Domestic violence series III
I find this part of the article on domestic abuse (see two posts ago) pretty scary. Let me say upfront, as a clergyman's wife, that I think the clergy responses below are bad, naive and very, very wrong.
To quantify clergy beliefs about domestic violence and divorce, a questionnaire was sent to more than 5,000 Protestant ministers in the US.
A full 27 per cent of the clergy who responded said that if a wife would begin to submit to her abusive husband, God would honour her obedience and the abuse would stop (or God would give her the grace to endure the beatings).
Almost one fifth of respondents indicated that no amount of violence from an abusive husband would justify a wife leaving, and only 2 per cent of pastors said they would support divorce due to domestic violence.
One battered wife shared that after her husband beat her, “I went to my minister then, and his reaction was “What’s your husband’s favourite food?” and I said “Pork chops.” “What’s his favourite dress?” I told him and he said “I want you to go home and put on that dress and make him pork chops and honour your marriage vows.”
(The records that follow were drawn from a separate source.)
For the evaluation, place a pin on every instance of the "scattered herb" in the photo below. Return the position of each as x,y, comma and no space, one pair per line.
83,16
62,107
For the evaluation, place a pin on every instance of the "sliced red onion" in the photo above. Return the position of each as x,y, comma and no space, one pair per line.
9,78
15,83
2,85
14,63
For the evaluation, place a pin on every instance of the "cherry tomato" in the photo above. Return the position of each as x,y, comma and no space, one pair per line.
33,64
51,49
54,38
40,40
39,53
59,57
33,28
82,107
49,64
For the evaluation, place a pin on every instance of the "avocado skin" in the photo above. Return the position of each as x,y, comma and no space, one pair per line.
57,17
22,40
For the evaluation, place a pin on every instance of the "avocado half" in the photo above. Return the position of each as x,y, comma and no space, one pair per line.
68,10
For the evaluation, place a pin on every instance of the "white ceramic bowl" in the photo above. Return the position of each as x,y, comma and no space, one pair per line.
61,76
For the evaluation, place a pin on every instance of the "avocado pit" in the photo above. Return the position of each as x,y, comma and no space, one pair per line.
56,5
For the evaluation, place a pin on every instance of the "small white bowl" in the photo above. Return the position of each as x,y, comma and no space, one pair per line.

Sadly, submission does not stop abuse. In fact, it often serves to intensify it because it gives an abusive husband a greater sense of power.
A 1986 Bureau of Justice Statistics survey concluded that women who reported their abuse to authorities were far less likely to be reassaulted than the wives who submitted to the abuse and did not contact the authorities.
Research on domestic violence in fact reveals that the woman’s behaviour actually has little bearing on the abuse. That is, abusive men do not abuse because of what their wives do or not do; they abuse because of complex internal pathologies beyond the wife’s control or responsibility.